Workforce Participation Rate Spikes as More Women Join the Labor Force
With the strong economy, the workforce participation rate has recently seen a spike, especially when it comes to women workers.
“Labor-force participation among prime-age U.S. women aged 25 to 54 has risen to 75.2% from 73.3% three years ago, as their unemployment rate dropped to the lowest level since the 1950s,” writes the Wall Street Journal.
The Labor-Force Participation Rate in September was at 62.70 percent, which is close to its all-time high from January 2000 of 67.30 percent
The demand for workers is particularly high, meaning wages have increased as more employers try to lure in new talent.
This also means those with less education are being considered for positions they would not have been considered for in the past.
“For female high-school dropouts aged 25 and over, participation has risen to 33.8% from 32.1% three years ago, even as participation for college grads stagnated,” writes the WSJ.
This is a significant improvement from the last two declines where the number of women in the U.S. labor force was gradually declining. Since 2000, the female participation rate has continued to drop and is now below the rate in the U.K., Canada, and Australia.
Ivanka Trump was quick to celebrate this growth.
“Women’s unemployment rate is at a 65 year low & almost 1.9 M more women are working today than in January 2017,” tweeted the oldest daughter of President Donald Trump. “Almost every economic metric has improved since POTUS took office— and nearly 55% of employment gains have occurred among women!#WomensEconomicEmpowerment.”
However, depending on the next moves by the Federal Reserve, the board could halt this progress or choose to let this growth continue.
“The Fed can support the increasing empowerment of female workers, which is affecting working-class as well as professional women, by allowing the labor market to continue to tighten.

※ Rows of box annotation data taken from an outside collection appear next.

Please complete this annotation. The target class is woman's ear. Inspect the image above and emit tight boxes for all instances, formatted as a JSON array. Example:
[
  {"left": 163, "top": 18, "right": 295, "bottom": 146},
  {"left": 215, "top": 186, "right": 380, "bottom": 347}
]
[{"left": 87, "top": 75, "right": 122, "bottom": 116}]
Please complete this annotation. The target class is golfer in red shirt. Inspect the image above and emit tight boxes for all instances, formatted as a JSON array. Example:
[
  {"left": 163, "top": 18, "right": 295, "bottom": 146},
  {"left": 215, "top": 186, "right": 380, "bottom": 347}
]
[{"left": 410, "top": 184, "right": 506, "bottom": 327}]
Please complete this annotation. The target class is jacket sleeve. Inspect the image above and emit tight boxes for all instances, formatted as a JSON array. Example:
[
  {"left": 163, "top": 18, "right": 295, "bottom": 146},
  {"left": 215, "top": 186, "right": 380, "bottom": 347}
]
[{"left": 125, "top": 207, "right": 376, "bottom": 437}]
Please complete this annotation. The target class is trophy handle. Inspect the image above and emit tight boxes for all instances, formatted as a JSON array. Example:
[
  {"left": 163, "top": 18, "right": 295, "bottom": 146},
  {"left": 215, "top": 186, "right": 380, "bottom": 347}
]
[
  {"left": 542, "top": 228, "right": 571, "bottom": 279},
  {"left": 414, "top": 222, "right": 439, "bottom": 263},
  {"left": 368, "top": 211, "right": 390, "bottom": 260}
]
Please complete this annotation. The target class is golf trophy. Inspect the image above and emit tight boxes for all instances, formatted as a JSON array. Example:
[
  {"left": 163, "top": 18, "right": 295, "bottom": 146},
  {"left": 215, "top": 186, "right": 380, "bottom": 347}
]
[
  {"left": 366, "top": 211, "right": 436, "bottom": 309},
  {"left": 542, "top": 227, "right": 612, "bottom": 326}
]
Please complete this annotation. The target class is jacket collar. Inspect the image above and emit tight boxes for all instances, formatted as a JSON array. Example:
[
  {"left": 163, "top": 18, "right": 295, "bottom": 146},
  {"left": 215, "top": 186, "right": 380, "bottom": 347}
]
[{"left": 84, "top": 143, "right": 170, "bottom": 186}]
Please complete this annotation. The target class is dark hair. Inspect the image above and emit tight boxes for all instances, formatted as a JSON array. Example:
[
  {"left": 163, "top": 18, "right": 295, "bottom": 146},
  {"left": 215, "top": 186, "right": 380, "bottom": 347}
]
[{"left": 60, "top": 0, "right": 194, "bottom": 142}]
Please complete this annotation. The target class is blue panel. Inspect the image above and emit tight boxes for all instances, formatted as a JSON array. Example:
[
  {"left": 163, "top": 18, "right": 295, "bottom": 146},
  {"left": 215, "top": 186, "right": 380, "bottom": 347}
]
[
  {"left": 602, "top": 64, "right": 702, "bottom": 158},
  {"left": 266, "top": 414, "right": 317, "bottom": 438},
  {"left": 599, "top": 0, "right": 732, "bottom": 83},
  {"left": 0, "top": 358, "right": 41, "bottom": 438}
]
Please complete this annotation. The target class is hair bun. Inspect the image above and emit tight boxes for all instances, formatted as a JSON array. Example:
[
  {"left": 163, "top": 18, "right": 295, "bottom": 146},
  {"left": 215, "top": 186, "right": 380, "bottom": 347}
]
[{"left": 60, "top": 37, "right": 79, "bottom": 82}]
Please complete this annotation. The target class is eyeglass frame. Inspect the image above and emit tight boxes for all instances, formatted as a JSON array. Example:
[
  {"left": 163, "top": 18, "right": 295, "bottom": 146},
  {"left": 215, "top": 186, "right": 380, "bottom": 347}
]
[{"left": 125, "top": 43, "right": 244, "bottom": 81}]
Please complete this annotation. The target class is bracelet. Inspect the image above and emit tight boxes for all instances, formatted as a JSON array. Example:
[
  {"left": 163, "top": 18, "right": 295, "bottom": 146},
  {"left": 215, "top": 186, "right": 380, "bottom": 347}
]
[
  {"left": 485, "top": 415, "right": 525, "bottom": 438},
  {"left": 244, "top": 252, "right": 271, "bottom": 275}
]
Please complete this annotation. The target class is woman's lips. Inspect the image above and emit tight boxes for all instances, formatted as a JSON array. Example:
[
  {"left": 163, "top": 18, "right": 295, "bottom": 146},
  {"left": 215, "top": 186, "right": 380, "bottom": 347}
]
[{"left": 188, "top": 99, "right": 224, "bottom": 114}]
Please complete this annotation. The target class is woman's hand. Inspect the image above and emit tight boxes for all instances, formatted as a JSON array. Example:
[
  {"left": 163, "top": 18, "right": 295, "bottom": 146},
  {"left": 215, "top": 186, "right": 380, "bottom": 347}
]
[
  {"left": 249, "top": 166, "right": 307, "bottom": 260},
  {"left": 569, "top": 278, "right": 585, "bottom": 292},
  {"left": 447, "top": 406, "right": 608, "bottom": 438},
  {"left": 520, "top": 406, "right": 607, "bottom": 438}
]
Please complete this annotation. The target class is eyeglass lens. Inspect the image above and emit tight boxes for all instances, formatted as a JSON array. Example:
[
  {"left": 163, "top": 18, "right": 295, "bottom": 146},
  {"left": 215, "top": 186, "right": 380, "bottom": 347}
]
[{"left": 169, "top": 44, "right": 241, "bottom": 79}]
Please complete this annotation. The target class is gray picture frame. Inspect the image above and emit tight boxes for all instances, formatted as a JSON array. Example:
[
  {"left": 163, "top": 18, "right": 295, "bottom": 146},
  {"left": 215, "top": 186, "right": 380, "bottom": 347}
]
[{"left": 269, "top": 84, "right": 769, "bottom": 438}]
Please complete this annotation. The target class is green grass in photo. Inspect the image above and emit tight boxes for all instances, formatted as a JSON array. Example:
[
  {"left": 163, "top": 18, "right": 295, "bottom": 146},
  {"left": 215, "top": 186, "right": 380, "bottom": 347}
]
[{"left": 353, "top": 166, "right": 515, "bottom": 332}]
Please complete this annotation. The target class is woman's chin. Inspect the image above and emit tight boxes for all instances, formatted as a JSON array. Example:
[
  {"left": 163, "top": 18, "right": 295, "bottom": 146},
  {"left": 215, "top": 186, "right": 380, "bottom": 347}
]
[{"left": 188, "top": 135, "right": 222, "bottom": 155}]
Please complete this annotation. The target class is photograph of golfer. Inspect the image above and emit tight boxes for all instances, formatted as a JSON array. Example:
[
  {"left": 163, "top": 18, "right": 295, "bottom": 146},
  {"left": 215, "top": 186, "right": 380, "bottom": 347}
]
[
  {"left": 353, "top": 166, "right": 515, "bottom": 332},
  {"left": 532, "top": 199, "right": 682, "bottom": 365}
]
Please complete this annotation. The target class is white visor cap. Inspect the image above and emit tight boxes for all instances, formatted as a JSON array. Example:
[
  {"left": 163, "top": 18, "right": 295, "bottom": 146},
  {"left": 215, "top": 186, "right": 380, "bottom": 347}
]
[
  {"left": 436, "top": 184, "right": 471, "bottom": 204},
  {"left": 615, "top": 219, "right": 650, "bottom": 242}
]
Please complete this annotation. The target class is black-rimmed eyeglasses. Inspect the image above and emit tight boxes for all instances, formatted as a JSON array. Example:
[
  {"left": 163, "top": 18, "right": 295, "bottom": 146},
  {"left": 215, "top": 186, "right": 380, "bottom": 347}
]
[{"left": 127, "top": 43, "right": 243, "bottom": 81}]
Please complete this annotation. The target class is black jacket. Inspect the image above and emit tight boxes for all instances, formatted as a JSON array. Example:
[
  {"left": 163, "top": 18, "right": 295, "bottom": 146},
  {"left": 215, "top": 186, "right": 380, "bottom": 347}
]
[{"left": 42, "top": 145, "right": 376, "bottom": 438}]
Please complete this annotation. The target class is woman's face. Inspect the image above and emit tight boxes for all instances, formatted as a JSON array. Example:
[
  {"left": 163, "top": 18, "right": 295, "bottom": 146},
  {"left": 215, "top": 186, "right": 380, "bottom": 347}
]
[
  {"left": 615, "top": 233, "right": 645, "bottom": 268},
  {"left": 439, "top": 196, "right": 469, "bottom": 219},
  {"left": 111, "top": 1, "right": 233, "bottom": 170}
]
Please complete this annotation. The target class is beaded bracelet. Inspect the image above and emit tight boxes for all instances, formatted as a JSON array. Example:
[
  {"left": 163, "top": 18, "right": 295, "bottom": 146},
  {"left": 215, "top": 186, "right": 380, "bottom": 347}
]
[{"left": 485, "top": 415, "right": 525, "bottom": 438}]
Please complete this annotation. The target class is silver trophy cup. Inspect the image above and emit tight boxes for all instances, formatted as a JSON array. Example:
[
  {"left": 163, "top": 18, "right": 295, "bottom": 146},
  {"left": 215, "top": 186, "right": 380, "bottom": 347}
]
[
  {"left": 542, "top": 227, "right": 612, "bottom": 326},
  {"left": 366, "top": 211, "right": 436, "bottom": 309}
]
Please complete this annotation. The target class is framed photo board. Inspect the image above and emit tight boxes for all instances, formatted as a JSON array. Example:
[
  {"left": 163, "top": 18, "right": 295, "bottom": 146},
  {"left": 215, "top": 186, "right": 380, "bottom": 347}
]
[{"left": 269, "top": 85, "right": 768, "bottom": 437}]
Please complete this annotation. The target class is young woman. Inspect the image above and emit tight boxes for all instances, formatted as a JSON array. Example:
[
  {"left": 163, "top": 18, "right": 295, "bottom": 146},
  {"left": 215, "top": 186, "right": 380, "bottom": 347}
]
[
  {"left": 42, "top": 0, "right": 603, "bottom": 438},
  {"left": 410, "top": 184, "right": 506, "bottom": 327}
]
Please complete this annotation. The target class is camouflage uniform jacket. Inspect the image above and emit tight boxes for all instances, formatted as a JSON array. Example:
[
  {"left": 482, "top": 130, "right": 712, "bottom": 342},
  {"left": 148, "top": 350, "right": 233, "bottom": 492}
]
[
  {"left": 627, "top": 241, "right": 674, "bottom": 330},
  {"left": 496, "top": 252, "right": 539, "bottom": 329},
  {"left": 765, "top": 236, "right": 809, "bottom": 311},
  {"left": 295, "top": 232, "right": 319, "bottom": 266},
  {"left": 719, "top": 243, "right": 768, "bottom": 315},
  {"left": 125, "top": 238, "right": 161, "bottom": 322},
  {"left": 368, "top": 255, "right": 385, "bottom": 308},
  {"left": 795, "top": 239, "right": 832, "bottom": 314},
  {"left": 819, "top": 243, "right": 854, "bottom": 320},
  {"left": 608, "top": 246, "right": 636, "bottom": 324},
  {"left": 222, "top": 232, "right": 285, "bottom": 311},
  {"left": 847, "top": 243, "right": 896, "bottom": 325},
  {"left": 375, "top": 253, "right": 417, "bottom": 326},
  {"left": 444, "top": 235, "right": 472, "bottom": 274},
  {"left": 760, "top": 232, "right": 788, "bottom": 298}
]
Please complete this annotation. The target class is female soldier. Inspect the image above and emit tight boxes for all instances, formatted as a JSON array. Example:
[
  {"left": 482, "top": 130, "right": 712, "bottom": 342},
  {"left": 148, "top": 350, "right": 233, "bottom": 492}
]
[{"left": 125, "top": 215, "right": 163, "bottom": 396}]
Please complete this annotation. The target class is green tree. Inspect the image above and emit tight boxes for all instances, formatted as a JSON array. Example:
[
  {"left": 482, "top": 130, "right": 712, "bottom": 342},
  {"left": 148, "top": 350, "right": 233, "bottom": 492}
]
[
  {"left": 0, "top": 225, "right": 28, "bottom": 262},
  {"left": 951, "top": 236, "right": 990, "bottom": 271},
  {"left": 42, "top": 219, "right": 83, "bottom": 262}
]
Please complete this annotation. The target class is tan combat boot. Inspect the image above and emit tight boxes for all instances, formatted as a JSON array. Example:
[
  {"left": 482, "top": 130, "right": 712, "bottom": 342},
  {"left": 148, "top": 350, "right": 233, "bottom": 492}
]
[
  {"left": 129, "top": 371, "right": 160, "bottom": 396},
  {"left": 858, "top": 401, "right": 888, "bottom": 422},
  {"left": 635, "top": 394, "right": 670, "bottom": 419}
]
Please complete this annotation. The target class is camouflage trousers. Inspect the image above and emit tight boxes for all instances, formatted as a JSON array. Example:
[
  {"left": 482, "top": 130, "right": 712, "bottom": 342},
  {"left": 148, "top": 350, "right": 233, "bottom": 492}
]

It’s yet another issue the Federal Open Market Committee may want to take under consideration this week,” writes Bloomberg.
Author’s note: Having this many workers in the labor force means the economy is only going to get even better. The Obama administration bragged about lower unemployment rates but purposely left out the fact that so many had dropped out of the workforce and were no longer being counted. Now that the unemployment rate is actually at an all-time low, some of those who had dropped out are starting to re-enter the workforce.